Bioinformatics. 2005 Feb 15;21(4):430-8. doi: 10.1093/bioinformatics/bti187. Epub 2004 Dec 17.
Technological advances in biomedical research are generating a plethora of heterogeneous data at a high rate. There is a critical need for extraction, integration and management tools for information discovery and synthesis from these heterogeneous data.
In this paper, we present a general architecture, called ALFA, for information extraction and representation from diverse biological data. The ALFA architecture consists of: (i) a networked, hierarchical, hyper-graph object model for representing information from heterogeneous data sources in a standardized, structured format; and (ii) a suite of integrated, interactive software tools for information extraction and representation from diverse biological data sources. As part of our research efforts to explore this space, we have currently prototyped the ALFA object model and a set of interactive software tools for searching, filtering, and extracting information from scientific text. In particular, we describe BioFerret, a meta-search tool for searching and filtering relevant information from the web, and ALFA Text Viewer, an interactive tool for user-guided extraction, disambiguation, and representation of information from scientific text. We further demonstrate the potential of our tools in integrating the extracted information with experimental data and diagrammatic biological models via the common underlying ALFA representation.
生物医学研究中的技术进步正以高速产生大量异构数据。
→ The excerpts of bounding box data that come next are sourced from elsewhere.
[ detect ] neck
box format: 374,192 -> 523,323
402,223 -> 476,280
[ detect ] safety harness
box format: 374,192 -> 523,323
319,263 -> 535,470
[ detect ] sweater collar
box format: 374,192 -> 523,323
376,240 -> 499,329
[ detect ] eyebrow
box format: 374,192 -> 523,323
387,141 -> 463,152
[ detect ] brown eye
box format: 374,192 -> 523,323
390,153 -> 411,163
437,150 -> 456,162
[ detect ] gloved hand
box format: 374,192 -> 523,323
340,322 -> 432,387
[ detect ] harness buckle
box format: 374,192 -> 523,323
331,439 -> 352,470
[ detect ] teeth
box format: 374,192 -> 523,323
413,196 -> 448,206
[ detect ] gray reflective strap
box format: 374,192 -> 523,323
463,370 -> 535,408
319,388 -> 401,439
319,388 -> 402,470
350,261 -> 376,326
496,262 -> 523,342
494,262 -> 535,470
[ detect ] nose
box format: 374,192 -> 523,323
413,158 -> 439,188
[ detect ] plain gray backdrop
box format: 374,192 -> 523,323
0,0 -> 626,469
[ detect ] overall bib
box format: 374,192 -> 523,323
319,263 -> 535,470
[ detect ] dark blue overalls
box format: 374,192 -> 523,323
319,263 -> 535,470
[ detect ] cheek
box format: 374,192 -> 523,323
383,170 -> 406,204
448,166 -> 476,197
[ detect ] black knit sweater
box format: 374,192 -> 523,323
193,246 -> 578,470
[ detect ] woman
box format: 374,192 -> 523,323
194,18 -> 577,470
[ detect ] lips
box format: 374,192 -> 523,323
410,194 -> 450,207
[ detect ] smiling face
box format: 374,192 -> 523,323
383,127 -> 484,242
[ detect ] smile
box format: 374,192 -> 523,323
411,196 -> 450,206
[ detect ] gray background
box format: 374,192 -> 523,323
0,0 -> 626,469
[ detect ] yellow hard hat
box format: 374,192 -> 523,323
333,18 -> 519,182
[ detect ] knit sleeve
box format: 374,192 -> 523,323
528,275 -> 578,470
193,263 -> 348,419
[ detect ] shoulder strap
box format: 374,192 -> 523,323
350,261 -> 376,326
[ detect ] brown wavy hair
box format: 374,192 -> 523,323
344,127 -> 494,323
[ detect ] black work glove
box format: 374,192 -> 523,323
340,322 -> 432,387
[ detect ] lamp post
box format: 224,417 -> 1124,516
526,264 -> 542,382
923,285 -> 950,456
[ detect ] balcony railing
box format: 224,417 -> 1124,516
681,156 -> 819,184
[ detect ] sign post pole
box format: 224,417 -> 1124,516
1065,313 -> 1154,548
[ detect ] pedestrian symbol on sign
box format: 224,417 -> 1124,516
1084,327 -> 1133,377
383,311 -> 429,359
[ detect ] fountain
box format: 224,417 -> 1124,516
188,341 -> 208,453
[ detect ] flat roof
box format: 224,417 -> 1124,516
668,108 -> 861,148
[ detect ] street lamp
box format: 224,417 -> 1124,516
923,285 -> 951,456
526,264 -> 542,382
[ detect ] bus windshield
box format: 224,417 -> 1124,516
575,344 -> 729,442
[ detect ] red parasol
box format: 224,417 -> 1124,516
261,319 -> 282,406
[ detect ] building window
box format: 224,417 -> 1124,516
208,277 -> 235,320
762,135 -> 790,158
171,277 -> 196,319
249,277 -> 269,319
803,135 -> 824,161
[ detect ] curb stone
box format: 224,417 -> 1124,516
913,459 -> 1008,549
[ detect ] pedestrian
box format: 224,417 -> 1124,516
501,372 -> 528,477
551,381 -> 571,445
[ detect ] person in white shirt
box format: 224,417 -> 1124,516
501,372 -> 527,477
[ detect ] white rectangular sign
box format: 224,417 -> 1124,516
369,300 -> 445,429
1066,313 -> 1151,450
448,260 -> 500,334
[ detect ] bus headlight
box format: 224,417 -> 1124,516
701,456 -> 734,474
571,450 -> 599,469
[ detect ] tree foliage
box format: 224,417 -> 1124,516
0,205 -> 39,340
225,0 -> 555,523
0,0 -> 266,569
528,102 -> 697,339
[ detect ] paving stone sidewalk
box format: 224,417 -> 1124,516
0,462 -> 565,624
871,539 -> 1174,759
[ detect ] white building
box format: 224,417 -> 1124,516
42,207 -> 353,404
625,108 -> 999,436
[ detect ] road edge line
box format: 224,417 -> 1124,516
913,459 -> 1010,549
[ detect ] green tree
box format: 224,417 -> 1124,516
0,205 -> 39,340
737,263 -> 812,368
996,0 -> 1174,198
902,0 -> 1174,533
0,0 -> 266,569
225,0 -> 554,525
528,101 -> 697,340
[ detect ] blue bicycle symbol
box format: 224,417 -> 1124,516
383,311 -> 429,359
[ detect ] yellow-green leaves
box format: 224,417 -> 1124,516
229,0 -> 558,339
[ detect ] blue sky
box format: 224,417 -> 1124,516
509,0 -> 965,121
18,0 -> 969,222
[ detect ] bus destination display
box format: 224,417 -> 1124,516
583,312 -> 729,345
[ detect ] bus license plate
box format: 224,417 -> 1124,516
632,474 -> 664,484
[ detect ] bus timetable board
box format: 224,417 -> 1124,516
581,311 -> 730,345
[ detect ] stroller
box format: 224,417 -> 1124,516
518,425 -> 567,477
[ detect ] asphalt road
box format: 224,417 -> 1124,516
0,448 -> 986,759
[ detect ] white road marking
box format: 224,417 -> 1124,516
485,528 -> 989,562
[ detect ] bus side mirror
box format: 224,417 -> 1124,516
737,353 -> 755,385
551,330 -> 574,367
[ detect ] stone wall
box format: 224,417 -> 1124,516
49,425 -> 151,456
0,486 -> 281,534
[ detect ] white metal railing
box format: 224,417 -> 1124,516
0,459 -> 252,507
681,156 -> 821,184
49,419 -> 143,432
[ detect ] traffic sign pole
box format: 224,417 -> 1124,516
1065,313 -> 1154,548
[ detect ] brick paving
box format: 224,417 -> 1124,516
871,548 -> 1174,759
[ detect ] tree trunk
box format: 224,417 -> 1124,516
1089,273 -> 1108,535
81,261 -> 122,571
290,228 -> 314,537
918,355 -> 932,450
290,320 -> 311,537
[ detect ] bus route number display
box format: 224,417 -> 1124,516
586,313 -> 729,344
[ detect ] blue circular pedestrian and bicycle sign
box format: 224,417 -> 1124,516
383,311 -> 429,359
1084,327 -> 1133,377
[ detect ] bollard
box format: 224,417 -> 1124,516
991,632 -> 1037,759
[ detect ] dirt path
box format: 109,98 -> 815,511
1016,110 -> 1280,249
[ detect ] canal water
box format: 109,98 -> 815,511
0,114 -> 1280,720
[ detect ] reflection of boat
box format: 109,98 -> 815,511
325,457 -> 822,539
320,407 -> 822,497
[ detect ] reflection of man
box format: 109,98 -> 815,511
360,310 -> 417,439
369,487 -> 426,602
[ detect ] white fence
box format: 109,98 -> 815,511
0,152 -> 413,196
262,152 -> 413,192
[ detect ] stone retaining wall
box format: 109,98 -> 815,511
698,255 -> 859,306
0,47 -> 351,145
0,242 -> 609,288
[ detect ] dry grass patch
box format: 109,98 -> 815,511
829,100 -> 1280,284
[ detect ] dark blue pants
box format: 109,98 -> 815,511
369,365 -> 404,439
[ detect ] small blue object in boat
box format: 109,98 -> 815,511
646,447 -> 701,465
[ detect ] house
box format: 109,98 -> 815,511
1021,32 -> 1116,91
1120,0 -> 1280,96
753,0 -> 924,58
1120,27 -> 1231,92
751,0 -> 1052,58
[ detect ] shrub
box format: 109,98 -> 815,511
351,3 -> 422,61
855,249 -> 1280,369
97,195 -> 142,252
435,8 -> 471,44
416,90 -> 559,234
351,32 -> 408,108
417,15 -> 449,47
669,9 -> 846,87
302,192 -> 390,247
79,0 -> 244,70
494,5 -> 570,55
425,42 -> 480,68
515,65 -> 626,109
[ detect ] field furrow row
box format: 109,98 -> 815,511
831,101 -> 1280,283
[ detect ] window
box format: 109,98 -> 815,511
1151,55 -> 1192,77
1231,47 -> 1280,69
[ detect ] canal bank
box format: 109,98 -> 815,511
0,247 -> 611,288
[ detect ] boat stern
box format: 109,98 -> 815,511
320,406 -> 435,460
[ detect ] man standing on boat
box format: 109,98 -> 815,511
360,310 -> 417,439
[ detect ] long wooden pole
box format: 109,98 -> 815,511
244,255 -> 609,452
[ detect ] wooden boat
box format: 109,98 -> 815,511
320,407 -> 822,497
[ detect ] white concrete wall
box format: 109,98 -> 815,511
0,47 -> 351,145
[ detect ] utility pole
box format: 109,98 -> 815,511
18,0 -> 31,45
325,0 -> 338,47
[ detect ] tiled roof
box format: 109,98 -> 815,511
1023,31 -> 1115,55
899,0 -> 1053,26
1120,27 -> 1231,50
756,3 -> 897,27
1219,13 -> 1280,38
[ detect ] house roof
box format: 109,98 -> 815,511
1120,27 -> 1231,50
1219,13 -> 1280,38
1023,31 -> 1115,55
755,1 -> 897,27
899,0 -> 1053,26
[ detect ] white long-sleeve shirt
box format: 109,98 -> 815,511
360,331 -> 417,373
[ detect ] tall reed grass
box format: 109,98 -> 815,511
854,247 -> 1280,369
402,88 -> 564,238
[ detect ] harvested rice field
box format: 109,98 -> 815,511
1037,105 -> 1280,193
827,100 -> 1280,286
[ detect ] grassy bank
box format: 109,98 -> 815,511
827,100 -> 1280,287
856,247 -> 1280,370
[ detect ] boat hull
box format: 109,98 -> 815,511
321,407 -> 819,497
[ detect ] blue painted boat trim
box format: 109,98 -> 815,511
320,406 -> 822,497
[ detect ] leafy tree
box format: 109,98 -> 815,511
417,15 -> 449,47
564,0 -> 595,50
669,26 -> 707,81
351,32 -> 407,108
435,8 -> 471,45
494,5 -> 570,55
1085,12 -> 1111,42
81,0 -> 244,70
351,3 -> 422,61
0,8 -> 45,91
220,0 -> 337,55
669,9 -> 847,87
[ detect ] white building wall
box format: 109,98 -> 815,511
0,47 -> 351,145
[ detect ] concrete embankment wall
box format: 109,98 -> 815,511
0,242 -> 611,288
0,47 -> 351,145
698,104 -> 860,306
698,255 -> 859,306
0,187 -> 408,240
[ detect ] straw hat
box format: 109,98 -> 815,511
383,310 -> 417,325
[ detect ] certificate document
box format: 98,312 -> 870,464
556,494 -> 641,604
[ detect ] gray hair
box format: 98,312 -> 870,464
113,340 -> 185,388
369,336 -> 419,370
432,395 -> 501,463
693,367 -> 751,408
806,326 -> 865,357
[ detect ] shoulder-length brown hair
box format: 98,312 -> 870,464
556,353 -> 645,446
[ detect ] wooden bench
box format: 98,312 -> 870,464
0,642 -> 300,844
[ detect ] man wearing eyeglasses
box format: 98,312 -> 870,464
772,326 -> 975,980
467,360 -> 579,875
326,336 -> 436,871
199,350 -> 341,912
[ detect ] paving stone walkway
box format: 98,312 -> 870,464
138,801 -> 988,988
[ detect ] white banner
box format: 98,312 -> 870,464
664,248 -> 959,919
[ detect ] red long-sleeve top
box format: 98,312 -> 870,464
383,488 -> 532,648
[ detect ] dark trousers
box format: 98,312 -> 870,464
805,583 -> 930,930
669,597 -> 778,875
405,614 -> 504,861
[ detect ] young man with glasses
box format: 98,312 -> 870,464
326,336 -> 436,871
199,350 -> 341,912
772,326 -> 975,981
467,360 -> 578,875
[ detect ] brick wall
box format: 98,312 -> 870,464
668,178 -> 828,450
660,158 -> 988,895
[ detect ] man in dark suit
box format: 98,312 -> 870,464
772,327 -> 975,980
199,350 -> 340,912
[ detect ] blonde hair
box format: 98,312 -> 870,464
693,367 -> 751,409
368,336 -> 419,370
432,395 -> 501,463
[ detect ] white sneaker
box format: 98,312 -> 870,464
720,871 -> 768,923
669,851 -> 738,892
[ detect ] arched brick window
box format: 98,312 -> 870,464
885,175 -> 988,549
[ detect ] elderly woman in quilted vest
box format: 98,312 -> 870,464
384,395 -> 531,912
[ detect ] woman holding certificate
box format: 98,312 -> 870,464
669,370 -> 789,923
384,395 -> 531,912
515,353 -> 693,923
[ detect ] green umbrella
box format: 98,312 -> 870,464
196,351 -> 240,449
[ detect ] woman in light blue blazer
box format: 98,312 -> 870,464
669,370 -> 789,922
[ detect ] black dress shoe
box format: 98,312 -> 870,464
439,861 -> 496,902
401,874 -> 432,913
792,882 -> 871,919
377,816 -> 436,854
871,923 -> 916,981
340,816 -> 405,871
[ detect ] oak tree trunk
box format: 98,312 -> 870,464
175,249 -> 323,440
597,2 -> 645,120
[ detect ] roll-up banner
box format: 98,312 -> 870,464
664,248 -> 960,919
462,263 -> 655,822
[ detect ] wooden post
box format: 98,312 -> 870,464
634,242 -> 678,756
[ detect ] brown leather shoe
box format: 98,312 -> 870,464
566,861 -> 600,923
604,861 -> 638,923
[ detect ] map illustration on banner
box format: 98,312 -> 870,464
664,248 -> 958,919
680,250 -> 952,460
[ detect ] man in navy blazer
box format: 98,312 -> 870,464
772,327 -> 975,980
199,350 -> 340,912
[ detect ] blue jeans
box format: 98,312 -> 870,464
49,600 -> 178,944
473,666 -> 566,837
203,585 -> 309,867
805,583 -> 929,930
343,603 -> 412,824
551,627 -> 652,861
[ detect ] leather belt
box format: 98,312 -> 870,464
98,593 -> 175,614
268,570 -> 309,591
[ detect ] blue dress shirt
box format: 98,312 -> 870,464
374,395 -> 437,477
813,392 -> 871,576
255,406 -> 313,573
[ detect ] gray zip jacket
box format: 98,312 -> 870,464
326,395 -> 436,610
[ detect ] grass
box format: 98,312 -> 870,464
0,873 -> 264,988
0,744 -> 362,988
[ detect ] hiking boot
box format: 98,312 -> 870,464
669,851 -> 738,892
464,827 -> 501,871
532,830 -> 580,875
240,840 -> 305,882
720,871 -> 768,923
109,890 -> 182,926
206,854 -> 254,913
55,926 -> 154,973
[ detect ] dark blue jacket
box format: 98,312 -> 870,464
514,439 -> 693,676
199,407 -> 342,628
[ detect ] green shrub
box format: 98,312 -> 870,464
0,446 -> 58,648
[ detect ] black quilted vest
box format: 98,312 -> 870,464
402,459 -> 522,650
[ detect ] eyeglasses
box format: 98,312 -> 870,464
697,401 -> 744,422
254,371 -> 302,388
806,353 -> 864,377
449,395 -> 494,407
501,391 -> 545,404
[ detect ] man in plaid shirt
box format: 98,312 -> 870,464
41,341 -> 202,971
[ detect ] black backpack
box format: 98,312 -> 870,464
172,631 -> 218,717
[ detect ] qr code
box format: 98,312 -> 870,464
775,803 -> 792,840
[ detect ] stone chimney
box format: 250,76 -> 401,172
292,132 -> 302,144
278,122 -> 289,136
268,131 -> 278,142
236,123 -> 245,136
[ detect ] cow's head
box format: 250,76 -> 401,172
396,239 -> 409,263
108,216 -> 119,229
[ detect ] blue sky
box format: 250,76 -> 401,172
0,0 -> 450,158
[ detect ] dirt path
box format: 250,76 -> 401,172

迫切需要用于从这些异构数据中进行信息发现和综合的提取、整合及管理工具。
在本文中,我们提出了一种名为ALFA的通用架构,用于从多样的生物数据中进行信息提取和表示。ALFA架构包括:(i) 一个网络化、分层的超图对象模型,用于以标准化、结构化格式表示来自异构数据源的信息;以及 (ii) 一套集成的交互式软件工具,用于从多样的生物数据源中进行信息提取和表示。作为我们探索该领域研究工作的一部分,我们目前已为ALFA对象模型以及一组用于从科学文本中搜索、筛选和提取信息的交互式软件工具制作了原型。特别是,我们描述了BioFerret,一种用于从网络搜索和筛选相关信息的元搜索工具,以及ALFA文本查看器,一种用于用户引导从科学文本中提取、消除歧义并表示信息的交互式工具。我们还通过共同的底层ALFA表示展示了我们的工具在将提取的信息与实验数据和图解生物模型进行整合方面的潜力。